Saturday, January 10, 2009

Michael Shayne: Private Detective

Michael Shayne: Private Detective is a breezy, convoluted B-movie mystery, the first in the series of seven low-budget features based around pulp novel private detective Michael Shayne. Lloyd Nolan plays the gumshoe in all the films, the kind of wisecracking, perennially unruffled noir hero who provided the template for many a later Bogart role. Nolan gets to do a lot of heavy lifting here, carrying the film through a complex, twisty plot in which the contours of the mystery remain unclear right up until the final scene, a typical detective story parlor scene in which Shayne has to explain the whole thing to his baffled audience. What keeps the film moving in spite of its indifferent plotting and sketchy characterization is the overall good humor of the whole thing. Shayne is too much of a smooth operator to ever get too bothered by anything, even when he's accused of murder (multiple different times), gets shot at and knocked out by a shadowy thug, or has to go on the run from the cops. The stakes are obviously high, but Shayne is always ready with a side-of-the-mouth quip or a casual dismissal, playing fast and loose with the law whenever it suits him.
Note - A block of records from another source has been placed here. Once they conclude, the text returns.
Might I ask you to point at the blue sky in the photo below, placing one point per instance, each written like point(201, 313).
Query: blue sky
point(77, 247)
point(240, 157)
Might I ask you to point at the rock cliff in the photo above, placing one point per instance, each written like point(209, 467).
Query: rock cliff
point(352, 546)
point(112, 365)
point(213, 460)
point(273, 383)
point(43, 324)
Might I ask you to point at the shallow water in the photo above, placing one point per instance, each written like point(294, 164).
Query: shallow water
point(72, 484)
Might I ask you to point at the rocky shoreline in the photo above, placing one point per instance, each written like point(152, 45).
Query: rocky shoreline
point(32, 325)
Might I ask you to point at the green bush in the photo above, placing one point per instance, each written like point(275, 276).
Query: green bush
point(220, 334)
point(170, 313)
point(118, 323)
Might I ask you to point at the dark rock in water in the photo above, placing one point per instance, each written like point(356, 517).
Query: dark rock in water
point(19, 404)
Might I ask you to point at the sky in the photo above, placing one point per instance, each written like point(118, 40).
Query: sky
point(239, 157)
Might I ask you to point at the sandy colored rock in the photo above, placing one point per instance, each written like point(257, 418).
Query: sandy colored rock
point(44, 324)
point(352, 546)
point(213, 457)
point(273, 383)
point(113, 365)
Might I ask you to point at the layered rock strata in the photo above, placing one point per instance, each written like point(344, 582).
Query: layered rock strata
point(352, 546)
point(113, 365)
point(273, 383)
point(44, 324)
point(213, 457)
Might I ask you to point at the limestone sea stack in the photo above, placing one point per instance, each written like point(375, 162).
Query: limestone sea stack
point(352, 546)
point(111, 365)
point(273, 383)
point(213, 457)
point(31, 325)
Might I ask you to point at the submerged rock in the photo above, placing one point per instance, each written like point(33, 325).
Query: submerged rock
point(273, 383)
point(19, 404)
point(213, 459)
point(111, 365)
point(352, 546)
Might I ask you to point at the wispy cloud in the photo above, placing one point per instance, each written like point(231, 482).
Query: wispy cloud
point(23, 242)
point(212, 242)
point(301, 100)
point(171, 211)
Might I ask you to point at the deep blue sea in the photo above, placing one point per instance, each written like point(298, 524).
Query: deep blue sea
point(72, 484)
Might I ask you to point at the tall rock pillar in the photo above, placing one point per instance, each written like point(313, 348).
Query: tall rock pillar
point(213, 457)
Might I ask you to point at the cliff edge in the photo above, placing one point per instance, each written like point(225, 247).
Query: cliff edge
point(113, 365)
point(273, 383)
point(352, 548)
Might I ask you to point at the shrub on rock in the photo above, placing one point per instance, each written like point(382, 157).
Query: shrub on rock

In this first installment in the series, Shayne gets sucked into an increasingly convoluted mystery when he's hired by his friend, a racetrack official, to watch over his wild, gambling-addicted daughter Phyllis (fresh-faced Marjorie Weaver, who has a hard time selling her supposedly out-of-control femme). Phyllis turns out to be more of a handful than Shayne had expected, especially when his attempt to teach her a lesson backfires and he winds up with a corpse on his hands and an obvious frame-up job pointing in his direction. Shayne has to spend the rest of the film juggling the suspicious police chief Painter (Donald MacBride), crooked casino owner Benny Gordon (Douglass Dumbrille), and horse owner Elliott Thomas (Walter Abel), all while babysitting Phyllis, trying to clear his name, and catching the real killer in the process.

So the film is a standard genre piece in many ways, and B-movie director Eugene Forde (who also handled a few of the Charlie Chan serial pictures) does little to spice things up. His staging is competent but unobtrusive. A scene where Shayne hides from an attacker, watching his feet from underneath a sofa, is about as fancy as the camerawork gets. It's also sometimes haphazardly plotted; the same scene has the mysterious thug fire a shot at Shayne, causing the detective to duck, but then the attacker walks by the place where Shayne is hiding as though he doesn't know anyone is there. There's little concern for plausibility, and both Shayne and the police are totally cavalier about the processes of investigation. Shayne switches gun barrels between guns, forges suicide notes, and, when it seems like he's going to get a murder pinned on him, simply throws his gun into the woods and retrieves it later. The cops are equally careless with procedure: they pick up so many objects and potential pieces of evidence, running their hands even over guns that could be murder weapons, that it's frankly hilarious whenever they talk about doing fingerprint analysis of anything.

The film treats the police as a bunch of bumbling buffoons, and the rivalry between Shayne and Painter frequently has the feel of the sparring between Bugs Bunny and Elmer Fudd, with the quick-witted detective often getting the best of the police chief, who soon enough does literal double-takes when he realizes he's been had. The humor is broad but frequently funny, and Nolan's rapid-fire delivery and easy quipping saves the film from being just another below-average detective picture. As a mystery or a thriller, it's quite shoddy, but as a comedy it's surprisingly good, especially whenever Shayne crosses paths with Phyllis' mystery buff Aunt Olivia (Elizabeth Patterson), who seems positively excited that she's involved in a murder case that she can't solve "by looking in the back of the book." Olivia gets a lot of the best lines, like when she climaxes her grotesque description of a murder mystery's set-up (the victim was strangled with piano wire and then decapitated) by exclaiming, "he was dead!" Patterson's comic repartee with Nolan is the film's best asset, and the film gets a lot of mileage out of its charismatic star, banter-heavy script, and game supporting cast.